In the late 1970s, Singapore’s prime minister Lee Kuan Yew said Australia was about to become the “poor white trash of Asia”. When the Labor party won power in 1983, the treasurer, and later prime minister, Paul Keating agreed, warning of Australia becoming a “banana republic”.
“By the late 1970s, Australia had become, virtually, a Jurassic Park in economic terms, living behind a high tariff wall,’’ Keating told the Sydney Morning Herald newspaper.
The economic reforms begun by Keating and prime minister Bob Hawke in the 1980s created the basis for an economy that has been growing since 1991. Those reforms included floating the currency, decentralised wage fixing, independence for the Reserve Bank (Australia’s central bank) and dismantling high import tariffs.
Those reforms were continued by the conservative Liberal-National coalition when Labor lost power in 1996, and by Labor again when it returned to government in 2007 and saw Australia through the Great Financial Crisis without a recession. Prime minister Kevin Rudd and treasurer Wayne Swan immediately announced a $10.4 billion (€6.88 billion) stimulus package when the financial crash took hold, followed by another $42 billion when it became obvious how deep the crisis was.
Australia was the only developed nation not to go into recession during the global financial crisis
They saved the country. Australia was the only developed nation not to go into recession during the global financial crisis but the ignoble response from opposition leaders Malcolm Turnbull and Tony Abbott (who soon replaced him) to the stimulus and borrowing required sowed the seeds for the difficult times the country now faces.
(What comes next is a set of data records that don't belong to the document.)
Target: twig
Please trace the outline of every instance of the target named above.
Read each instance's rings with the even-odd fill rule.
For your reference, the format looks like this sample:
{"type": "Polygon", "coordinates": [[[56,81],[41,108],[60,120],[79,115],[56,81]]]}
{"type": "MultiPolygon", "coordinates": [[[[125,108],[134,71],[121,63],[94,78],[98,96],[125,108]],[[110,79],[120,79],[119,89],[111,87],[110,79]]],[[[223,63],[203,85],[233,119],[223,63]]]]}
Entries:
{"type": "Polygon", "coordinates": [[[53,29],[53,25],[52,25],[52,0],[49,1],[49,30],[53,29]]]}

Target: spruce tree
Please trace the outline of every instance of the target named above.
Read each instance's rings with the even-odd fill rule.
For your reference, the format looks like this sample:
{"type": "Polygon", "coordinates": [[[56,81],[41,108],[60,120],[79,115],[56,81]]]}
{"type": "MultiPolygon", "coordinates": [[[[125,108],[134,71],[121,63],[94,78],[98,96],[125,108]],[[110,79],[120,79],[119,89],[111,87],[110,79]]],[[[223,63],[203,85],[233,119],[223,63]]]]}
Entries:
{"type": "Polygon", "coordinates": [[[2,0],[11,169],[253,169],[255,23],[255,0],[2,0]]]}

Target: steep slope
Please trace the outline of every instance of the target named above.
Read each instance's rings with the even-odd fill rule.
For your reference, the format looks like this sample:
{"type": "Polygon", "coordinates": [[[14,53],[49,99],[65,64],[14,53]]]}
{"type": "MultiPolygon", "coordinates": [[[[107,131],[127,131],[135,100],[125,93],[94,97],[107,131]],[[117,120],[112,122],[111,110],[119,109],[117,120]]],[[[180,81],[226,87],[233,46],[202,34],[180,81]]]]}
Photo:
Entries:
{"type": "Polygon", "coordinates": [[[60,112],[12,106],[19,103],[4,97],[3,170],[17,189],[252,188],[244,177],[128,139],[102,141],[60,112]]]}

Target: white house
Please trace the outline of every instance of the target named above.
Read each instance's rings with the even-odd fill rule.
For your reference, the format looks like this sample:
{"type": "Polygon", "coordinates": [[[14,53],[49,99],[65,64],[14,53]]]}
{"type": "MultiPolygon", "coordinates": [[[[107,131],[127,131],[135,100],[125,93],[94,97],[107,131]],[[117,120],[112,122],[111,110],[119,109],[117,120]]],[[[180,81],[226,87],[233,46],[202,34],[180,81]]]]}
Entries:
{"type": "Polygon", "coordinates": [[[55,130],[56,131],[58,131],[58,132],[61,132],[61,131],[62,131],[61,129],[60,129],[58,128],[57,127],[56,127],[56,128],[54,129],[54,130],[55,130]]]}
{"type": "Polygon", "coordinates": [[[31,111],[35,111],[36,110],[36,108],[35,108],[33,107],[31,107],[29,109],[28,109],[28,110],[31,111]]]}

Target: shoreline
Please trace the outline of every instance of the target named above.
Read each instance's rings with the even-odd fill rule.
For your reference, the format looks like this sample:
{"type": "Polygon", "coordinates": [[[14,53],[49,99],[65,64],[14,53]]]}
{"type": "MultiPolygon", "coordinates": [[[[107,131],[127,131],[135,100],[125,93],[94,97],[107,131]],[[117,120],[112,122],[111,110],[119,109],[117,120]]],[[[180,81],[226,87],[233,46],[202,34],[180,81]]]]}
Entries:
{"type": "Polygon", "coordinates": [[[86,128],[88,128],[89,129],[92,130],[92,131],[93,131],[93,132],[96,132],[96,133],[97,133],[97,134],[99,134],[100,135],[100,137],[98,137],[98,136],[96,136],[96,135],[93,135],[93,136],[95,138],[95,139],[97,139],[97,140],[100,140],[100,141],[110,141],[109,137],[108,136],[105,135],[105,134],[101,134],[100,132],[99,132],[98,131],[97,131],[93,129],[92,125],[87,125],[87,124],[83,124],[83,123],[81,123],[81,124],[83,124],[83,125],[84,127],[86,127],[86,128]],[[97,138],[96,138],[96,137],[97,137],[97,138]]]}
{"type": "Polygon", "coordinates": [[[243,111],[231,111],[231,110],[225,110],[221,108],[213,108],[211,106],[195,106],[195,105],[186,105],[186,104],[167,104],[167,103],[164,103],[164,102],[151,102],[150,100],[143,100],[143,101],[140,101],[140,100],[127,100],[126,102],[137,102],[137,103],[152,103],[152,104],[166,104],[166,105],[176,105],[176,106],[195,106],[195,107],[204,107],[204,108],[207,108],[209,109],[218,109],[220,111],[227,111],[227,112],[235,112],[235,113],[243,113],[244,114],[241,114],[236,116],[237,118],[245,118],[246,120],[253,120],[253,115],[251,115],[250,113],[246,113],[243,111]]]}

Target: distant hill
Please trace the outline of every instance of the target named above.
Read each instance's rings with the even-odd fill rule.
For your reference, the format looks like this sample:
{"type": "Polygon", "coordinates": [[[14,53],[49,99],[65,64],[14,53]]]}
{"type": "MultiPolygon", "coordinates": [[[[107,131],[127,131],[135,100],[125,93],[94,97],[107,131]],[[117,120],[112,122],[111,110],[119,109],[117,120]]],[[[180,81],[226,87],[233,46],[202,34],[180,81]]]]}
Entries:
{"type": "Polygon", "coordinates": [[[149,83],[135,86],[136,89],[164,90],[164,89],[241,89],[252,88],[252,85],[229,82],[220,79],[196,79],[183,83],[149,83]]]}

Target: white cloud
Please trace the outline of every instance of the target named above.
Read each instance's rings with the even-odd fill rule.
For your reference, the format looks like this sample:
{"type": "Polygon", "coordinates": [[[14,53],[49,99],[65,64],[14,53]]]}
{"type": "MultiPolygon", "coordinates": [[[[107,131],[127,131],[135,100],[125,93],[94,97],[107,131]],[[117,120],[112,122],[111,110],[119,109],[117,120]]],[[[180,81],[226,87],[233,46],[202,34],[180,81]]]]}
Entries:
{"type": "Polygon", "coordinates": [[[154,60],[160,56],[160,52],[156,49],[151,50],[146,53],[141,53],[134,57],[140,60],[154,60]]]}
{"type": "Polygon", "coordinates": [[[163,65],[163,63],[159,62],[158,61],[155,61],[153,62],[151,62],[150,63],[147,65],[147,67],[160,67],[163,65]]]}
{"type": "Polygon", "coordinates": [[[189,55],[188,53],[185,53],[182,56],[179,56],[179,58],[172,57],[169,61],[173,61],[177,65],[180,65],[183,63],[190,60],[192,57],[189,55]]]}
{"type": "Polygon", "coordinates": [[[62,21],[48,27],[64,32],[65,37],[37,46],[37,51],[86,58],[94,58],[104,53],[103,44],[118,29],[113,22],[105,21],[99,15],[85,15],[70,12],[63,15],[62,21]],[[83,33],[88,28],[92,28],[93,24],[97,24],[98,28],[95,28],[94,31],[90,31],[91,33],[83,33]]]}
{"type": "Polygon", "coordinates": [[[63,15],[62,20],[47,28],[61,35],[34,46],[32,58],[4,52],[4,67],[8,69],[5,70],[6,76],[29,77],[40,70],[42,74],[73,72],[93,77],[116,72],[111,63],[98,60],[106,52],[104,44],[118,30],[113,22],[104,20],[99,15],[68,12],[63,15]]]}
Abbott, with the backing of much of the Murdoch press, was able to paint Labor as spendthrifts splashing money about unnecessarily. Labor barely clung onto power as a minority government after the 2010 election and lost in a landslide in 2013.
Abbott, who was dumped by his own party in an internal coup in 2015, had helped destroy the public’s faith in economic reform.
His successor, Turnbull, saw his government reduced to a one-seat majority in last year’s election, a result that has made him wary of even attempting much economic reform.
Labor, having seen how well Abbott initially did by just saying no to everything, is now copying him and refusing to back the recent budget, much of which was previously Labor policy – such as making school funding fairer to poorer families.
The bipartisan support for economic reform has degenerated to hurler on the ditch sniping which has seen a carbon price come and go, housing become unaffordable to people on average incomes (Sydney’s median house price is now 1.15 million Australian dollars or €770,000) and sensible proposals from one side of politics portrayed as the devil’s work by the other side.
The mining boom which drove much of the prosperity in the last 15 years is slowing as China and India need less of what Australia digs out of the ground, and the dining boom – selling food and drink to Asia’s growing middle class – is not going to replace it any time soon.
Eventually, there has to be a recession. But with unemployment still low at 5.5 per cent, Australia, despite its poor governance, is still the lucky country.